India's new steps to spur economic growth seen falling short

The finance minister is scrapping a tax on foreign funds, allowing concessions on vehicle purchases and helping banks.

by
    Finance Minister Nirmala Sitharaman announced a number of measures on Friday to help reignite a slowing economy [File: T Narayan/Bloomberg]
    Finance Minister Nirmala Sitharaman announced a number of measures on Friday to help reignite a slowing economy [File: T Narayan/Bloomberg]

    India's steps to boost financial market sentiment and support businesses could fall short of shoring up growth in Asia's third-largest economy.
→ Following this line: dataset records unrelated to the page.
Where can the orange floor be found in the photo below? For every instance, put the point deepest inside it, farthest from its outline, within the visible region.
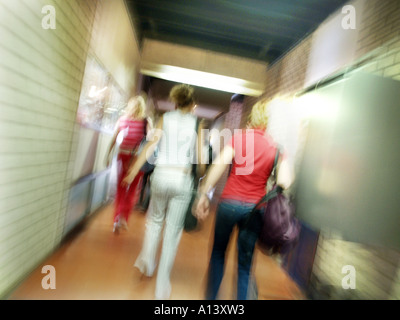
(96, 264)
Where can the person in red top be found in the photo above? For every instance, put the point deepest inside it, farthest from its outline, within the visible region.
(130, 130)
(251, 153)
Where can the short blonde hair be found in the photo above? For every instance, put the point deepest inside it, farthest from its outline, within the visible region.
(258, 117)
(137, 107)
(182, 95)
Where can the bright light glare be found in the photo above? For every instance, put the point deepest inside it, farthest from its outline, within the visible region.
(203, 79)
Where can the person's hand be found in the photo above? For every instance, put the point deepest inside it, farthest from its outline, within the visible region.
(202, 207)
(107, 160)
(128, 179)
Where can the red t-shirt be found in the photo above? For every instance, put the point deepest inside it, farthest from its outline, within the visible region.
(135, 131)
(252, 164)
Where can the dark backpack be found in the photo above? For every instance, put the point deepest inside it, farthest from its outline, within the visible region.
(280, 228)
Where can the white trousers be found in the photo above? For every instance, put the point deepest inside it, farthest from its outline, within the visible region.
(170, 197)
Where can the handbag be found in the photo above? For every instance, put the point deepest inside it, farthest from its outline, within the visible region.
(280, 228)
(191, 222)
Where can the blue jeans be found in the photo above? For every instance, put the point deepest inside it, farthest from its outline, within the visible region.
(229, 214)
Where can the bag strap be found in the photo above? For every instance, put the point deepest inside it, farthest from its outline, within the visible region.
(271, 194)
(194, 165)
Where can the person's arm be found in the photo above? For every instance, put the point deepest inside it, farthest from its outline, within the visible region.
(214, 173)
(112, 144)
(147, 151)
(201, 166)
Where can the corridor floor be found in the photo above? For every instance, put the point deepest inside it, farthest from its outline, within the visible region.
(95, 264)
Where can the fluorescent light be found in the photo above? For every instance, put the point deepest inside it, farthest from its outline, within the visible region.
(202, 79)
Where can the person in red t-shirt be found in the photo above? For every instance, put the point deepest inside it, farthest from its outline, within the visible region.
(130, 130)
(251, 153)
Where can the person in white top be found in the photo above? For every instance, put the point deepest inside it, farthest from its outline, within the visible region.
(171, 185)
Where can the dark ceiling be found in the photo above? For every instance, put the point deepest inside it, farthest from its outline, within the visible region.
(257, 29)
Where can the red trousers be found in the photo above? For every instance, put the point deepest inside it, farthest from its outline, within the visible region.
(126, 196)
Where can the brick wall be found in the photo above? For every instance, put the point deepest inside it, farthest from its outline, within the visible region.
(287, 75)
(40, 80)
(377, 51)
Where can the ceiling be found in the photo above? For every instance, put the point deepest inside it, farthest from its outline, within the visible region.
(257, 29)
(261, 30)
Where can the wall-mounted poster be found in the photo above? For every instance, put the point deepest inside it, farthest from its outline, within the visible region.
(102, 100)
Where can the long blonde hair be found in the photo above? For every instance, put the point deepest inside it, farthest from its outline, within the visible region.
(136, 107)
(258, 117)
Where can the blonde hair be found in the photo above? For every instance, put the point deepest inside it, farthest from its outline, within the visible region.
(258, 117)
(136, 107)
(182, 95)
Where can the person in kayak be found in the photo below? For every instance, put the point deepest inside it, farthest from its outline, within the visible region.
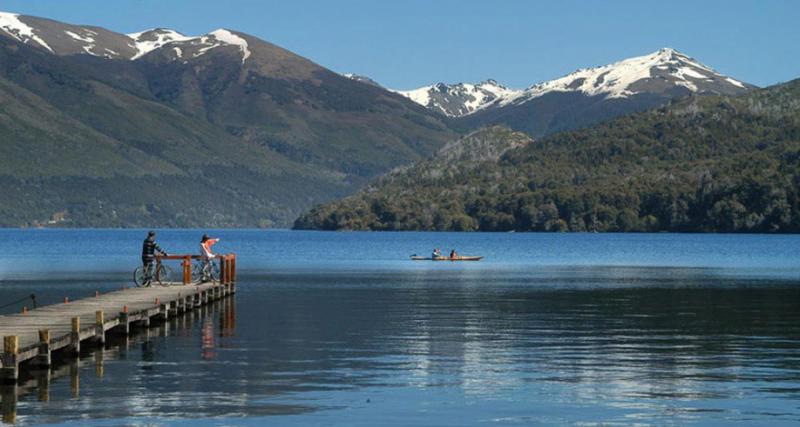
(149, 250)
(206, 255)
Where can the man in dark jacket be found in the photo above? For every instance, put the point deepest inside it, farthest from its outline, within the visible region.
(149, 250)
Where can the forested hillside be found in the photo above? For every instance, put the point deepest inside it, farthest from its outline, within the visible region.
(717, 163)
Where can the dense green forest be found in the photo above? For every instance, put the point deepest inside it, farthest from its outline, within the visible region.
(700, 164)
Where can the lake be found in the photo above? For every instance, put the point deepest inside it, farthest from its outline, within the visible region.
(343, 329)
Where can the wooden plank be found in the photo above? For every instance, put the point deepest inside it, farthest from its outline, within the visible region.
(57, 326)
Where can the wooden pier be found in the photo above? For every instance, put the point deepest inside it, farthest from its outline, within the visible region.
(30, 338)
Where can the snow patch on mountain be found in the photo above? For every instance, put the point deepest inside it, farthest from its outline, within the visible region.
(617, 80)
(13, 26)
(150, 40)
(229, 38)
(459, 99)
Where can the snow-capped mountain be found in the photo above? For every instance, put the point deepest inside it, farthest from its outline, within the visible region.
(456, 100)
(183, 47)
(660, 72)
(65, 39)
(666, 72)
(362, 79)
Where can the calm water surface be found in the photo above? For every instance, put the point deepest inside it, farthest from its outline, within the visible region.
(341, 329)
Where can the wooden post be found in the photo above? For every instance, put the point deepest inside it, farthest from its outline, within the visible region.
(11, 344)
(10, 370)
(75, 345)
(8, 404)
(43, 359)
(187, 270)
(124, 321)
(100, 328)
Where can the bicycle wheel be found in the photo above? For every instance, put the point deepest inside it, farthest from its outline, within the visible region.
(197, 273)
(164, 275)
(141, 277)
(212, 272)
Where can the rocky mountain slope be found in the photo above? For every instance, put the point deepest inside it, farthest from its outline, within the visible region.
(157, 128)
(703, 163)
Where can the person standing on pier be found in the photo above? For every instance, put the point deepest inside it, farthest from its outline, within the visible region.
(206, 255)
(149, 250)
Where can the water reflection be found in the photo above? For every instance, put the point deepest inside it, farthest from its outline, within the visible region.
(145, 344)
(566, 346)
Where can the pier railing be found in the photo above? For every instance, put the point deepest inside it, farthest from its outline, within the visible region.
(227, 266)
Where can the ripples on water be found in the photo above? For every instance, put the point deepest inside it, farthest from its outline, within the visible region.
(450, 345)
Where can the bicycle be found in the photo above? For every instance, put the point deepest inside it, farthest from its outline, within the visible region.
(160, 273)
(202, 272)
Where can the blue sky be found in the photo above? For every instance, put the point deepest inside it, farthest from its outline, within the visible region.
(406, 44)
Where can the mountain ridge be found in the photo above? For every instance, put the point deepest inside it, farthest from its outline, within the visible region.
(699, 164)
(236, 131)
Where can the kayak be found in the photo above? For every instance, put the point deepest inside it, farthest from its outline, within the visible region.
(444, 258)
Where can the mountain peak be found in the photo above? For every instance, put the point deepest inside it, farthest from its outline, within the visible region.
(659, 72)
(16, 28)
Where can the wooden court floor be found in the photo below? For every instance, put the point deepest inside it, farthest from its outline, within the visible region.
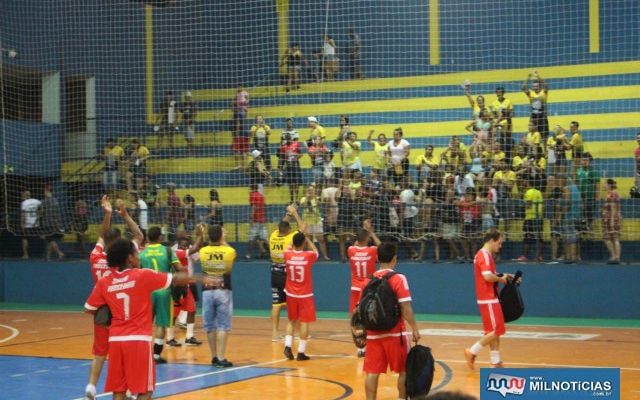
(334, 372)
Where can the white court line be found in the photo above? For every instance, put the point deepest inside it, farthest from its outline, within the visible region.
(186, 378)
(14, 333)
(509, 363)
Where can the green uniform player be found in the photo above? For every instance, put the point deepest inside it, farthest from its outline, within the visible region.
(160, 258)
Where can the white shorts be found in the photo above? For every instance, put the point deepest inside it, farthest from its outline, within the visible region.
(257, 231)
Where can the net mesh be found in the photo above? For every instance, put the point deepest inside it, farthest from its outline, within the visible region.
(189, 104)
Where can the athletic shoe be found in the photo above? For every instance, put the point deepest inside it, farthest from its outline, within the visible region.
(224, 364)
(160, 360)
(288, 353)
(471, 359)
(192, 341)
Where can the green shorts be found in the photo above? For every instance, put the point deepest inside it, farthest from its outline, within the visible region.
(162, 307)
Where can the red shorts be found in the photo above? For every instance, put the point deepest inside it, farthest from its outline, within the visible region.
(386, 352)
(354, 299)
(187, 304)
(240, 144)
(303, 310)
(492, 318)
(131, 366)
(100, 341)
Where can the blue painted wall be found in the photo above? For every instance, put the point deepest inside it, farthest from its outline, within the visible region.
(548, 291)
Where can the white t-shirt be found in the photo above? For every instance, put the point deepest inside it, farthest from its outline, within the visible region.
(143, 214)
(398, 151)
(408, 198)
(29, 209)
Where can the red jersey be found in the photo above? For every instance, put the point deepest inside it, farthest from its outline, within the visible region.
(363, 263)
(128, 295)
(483, 264)
(400, 287)
(298, 267)
(256, 201)
(98, 261)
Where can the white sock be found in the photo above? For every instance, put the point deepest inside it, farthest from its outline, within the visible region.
(90, 389)
(190, 329)
(302, 346)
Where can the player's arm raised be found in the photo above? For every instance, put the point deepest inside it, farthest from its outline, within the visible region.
(138, 238)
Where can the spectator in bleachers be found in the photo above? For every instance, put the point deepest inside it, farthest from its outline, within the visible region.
(381, 151)
(426, 163)
(149, 193)
(611, 221)
(537, 95)
(636, 154)
(51, 224)
(189, 110)
(174, 212)
(329, 58)
(349, 154)
(240, 144)
(533, 221)
(311, 208)
(112, 156)
(316, 130)
(258, 173)
(291, 172)
(257, 229)
(137, 165)
(354, 55)
(166, 121)
(477, 105)
(80, 224)
(139, 212)
(215, 215)
(470, 213)
(29, 220)
(189, 209)
(399, 150)
(260, 134)
(343, 133)
(318, 154)
(571, 220)
(293, 59)
(588, 180)
(502, 109)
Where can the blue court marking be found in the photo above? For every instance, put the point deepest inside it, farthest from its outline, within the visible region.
(56, 378)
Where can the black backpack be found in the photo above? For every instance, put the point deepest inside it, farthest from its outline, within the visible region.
(378, 308)
(511, 300)
(420, 369)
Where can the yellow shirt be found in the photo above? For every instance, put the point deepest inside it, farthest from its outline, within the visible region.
(499, 107)
(382, 155)
(278, 244)
(350, 152)
(533, 139)
(533, 196)
(217, 261)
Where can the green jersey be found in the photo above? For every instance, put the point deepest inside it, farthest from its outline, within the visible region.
(156, 257)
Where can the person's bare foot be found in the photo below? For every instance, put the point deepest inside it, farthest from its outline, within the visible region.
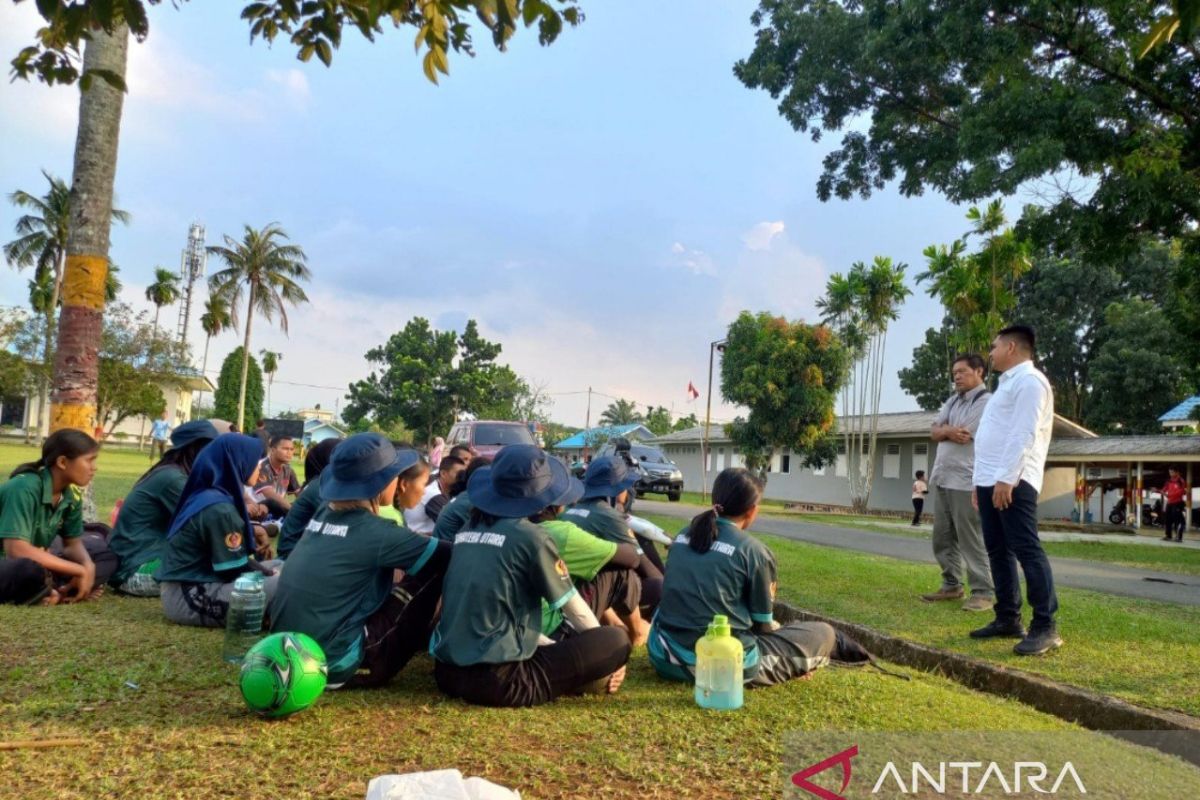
(616, 680)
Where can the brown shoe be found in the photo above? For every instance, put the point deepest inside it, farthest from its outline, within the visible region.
(978, 603)
(943, 594)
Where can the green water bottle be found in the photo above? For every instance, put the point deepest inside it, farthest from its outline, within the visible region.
(719, 667)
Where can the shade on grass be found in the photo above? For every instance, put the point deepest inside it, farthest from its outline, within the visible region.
(184, 732)
(1143, 651)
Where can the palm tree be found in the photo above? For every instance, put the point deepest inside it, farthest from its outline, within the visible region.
(76, 362)
(270, 366)
(163, 292)
(42, 244)
(859, 306)
(215, 319)
(270, 271)
(621, 411)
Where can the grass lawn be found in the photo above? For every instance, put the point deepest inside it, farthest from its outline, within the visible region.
(1143, 651)
(184, 731)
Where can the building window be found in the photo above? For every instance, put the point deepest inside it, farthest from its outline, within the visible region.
(892, 461)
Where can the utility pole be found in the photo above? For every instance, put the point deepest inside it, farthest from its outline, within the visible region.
(587, 426)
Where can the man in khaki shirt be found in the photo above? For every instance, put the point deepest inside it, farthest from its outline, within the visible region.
(958, 535)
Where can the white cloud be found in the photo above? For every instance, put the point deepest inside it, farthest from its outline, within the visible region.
(697, 262)
(761, 235)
    Finance Minister Nirmala Sitharaman announced a number of measures on Friday to help re-ignite an economy that's slowed sharply on the back of weak consumption and a deteriorating global environment. However, she didn't outline any major fiscal support -- as businesses had been calling for -- focusing instead on steps to spur foreign funds and lending.

    Economists, finance leaders, industry executives and local media raised questions about the effectiveness of the measures, which included scrapping a tax on foreign funds, allowing concessions on vehicle purchases and hastening infusion of an already announced 700 billion rupees ($9.8 billion) of capital in state-run banks.

    "These are short-term palliatives," said Priyanka Kishore, head of India and Southeast Asia economics at Oxford Economics in Singapore. "What India needs is structural reforms to take growth to above 7%."

    Consumers have cut spending in India as they turn more pessimistic about jobs amid a slowdown in growth to a five-year low. Data due this week is likely to show the economy expanded 5.7% in the quarter ended June, below the 5.8% pace seen in the previous three months.

    The withdrawal of the additional tax on foreign portfolio investors may help to spur sentiment in the equity markets. Overseas investors pulled out more than $3 billion from the nation's stock and bond markets since July.

    But businesses had been hoping for more.

    The "crisis is not because of decline in ease of doing business or sops for automakers," Thomas Isaac, the finance minister of the southern Indian state of Kerala, said via Twitter. "Bank recapitalization had already been announced. What is required is a large fiscal spending package."

    Sitharaman, who last month narrowed the budget deficit target for the current fiscal year to 3.3% of GDP from 3.4%, ignored the auto industry's demand for a reduction of a goods-and-services tax on vehicles to halt the worst slump in car sales in almost two decades.

    "Moderation of GST base rate from 28% to 18% for all categories as being requested by the auto industry for sometime now would have been the real demand stimulant," said Rohit Suri, president and managing director of Jaguar Land Rover India Ltd.

    The lack of a fiscal response puts the burden on the Reserve Bank of India to continue with its stimulus. Governor Shaktikanta Das has already cut interest rates to the lowest in nine years.

    Top Finance Ministry officials have shown reluctance for stronger measures. Krishnamurthy Subramanian, the ministry's chief economic adviser, said government intervention for the private sector presents a "moral hazard."

    The Times of India newspaper said in an editorial that while Sitharaman's plan was a start, the government needs to do more work to address larger problems of structural deficiencies, which have lowered the nation's growth potential. The finance minister said Friday that more measures are in the offing to support the economy and an announcement may be made again this week.

    "Announcements from the finance minister have potential to boost short-term sentiment," said Prayesh Jain, executive vice president at YES Securities India Ltd. in Mumbai. "But ground realities of weak economic environment needs to change for a tectonic shift in demand."